Mocht er bij de uitslag abnormale distributie vermeld staan, geeft dit aan dat er een (auto)immuungerelateerde afbraak is van de witte bloedcellen. Dit wordt door oa vaccinaties veroorzaakt.
Bloedplaatjes
Bloedplaatjes hebben een belangrijke rol in de functie van bloedstolling. Samen met het bindweefsel dragen de bloedplaatjes bij aan het helend vermogen van het lichaam.
Hormonen
Hormonen zijn stoffen die worden aangemaakt en reguleren de stofwisseling en processen in het lichaam. Bij een verstoring van de hormoonhuishouding heeft invloed op het lichaam.
Hypofyse;
Samen met de hypohalamus worden de hormoonklieren in het lichaam door de hypofyse aangestuurd
Schildklier
Te hoge waarden geeft een te hard werkende schildklier aan
Te lage waarde geeft een te langzaam werkende schildklier aan
Alvleesklier
Bijnieren
De bijnieren maken verschillende hormonen.

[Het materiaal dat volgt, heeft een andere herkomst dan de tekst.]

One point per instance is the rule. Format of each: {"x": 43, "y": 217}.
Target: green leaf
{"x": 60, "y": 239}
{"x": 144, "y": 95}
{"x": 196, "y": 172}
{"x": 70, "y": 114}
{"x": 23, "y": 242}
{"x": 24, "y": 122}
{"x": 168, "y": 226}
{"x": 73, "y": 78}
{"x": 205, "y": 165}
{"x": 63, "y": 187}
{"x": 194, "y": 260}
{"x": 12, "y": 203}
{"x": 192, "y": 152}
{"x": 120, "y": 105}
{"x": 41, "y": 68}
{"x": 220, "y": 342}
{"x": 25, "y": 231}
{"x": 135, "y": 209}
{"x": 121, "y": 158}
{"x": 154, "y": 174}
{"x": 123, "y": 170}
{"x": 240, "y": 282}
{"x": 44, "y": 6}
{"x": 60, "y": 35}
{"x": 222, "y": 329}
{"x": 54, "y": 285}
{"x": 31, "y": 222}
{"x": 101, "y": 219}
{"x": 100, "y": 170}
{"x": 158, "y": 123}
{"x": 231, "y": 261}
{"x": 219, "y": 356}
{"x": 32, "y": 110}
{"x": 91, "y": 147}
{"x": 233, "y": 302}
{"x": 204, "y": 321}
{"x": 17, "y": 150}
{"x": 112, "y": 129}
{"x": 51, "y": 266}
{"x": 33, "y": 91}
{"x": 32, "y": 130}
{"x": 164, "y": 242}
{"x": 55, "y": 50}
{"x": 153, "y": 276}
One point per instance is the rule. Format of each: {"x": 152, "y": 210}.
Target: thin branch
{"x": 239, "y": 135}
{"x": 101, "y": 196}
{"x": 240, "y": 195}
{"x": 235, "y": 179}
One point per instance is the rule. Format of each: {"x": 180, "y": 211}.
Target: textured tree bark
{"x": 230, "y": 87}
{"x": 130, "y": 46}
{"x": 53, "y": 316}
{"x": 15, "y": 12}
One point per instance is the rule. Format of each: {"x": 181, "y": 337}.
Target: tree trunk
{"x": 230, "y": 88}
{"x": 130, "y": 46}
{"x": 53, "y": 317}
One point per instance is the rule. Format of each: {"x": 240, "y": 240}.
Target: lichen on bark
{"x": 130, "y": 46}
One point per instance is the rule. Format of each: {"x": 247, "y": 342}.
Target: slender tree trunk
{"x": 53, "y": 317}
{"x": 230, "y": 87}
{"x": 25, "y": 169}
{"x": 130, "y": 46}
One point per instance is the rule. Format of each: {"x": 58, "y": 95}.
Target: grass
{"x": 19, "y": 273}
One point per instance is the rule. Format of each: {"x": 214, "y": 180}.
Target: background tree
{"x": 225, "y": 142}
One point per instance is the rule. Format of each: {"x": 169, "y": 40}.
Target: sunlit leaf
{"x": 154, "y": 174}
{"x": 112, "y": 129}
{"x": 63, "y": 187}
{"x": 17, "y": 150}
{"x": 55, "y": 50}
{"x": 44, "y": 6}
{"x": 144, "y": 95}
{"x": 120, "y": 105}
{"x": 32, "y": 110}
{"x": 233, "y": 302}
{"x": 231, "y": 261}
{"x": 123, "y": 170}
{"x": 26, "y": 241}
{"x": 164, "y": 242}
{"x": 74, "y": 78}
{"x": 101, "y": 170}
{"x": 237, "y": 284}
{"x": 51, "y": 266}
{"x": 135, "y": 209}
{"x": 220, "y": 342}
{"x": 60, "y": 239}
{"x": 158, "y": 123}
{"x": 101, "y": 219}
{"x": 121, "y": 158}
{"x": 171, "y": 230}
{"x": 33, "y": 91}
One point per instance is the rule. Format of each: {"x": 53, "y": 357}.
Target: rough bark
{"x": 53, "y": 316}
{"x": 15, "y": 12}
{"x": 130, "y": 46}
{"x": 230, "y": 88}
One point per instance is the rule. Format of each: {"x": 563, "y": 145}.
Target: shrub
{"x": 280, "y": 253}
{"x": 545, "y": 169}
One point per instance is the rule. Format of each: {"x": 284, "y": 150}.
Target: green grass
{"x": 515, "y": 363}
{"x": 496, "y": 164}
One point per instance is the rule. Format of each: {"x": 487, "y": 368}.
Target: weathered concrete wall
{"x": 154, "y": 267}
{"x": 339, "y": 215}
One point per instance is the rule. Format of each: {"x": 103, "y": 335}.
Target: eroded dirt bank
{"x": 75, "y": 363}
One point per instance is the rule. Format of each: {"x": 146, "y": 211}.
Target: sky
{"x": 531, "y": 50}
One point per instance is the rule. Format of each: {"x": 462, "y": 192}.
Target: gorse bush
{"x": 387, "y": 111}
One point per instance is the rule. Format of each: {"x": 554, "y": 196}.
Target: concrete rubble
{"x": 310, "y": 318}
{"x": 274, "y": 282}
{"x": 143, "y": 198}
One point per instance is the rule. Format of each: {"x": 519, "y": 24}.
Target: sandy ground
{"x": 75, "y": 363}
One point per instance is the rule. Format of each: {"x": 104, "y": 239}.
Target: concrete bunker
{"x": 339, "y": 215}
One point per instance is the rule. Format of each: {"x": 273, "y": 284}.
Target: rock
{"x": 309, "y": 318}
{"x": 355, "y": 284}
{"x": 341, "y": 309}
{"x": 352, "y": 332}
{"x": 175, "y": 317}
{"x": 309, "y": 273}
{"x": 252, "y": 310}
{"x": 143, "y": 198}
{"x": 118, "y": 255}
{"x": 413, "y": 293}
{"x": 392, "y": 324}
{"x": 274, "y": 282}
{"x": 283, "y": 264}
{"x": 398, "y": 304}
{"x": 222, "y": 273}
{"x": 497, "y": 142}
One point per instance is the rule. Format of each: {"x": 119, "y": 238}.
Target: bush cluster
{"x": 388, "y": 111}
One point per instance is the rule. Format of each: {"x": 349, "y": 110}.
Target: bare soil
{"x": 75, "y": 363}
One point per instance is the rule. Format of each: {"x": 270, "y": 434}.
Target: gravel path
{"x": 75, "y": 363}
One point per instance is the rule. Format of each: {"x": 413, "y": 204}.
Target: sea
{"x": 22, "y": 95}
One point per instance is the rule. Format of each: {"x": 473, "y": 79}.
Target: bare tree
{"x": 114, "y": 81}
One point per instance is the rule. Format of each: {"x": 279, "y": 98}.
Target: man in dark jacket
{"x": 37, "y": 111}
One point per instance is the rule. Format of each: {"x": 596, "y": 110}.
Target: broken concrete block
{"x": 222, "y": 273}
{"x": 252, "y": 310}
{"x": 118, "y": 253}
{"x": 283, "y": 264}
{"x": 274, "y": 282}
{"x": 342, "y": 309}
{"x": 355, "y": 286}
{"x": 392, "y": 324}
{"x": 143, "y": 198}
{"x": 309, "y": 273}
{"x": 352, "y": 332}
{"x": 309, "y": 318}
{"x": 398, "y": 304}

Alleen de hormonen die meegenomen worden met een bloedonderzoek worden beschreven
Geslachtshormonen
Vergiftiging / medicijnen
Vitamines en Mineralen
Allergie
Met het bloed kan er gecontroleerd worden of het immuunsysteem overgevoelig reageert op een stof in de omgeving.
Een dier waarbij het immuunsysteem uit balans is en in aanraking komt met een bepaalde stof, kan hierop allergisch reageren en heeft een hoge uitslag. De overgevoeligheid van meerdere stoffen is een signaal dat het immuunsysteem uit balans is.
Een allergie is een overprikkeling van het immuunsysteem. Het immuunsysteem vraagt dus aandacht, samen met de darmgezondheid en toxische belasting.
Ziektes
Op verschillende ziektes kunnen er controles uitgevoerd worden of het dier besmet is geraakt met een virus of bacterie
Parameters
Soms wordt er een vermelding gemaakt bij het bloedonderzoek, dit zijn serieuze meldingen en geen foutmelding van het meting
Alleen een hercontole met hetzelfde bloedmonster kan uitsluiten of er sprake is van een foutmelding van de meting.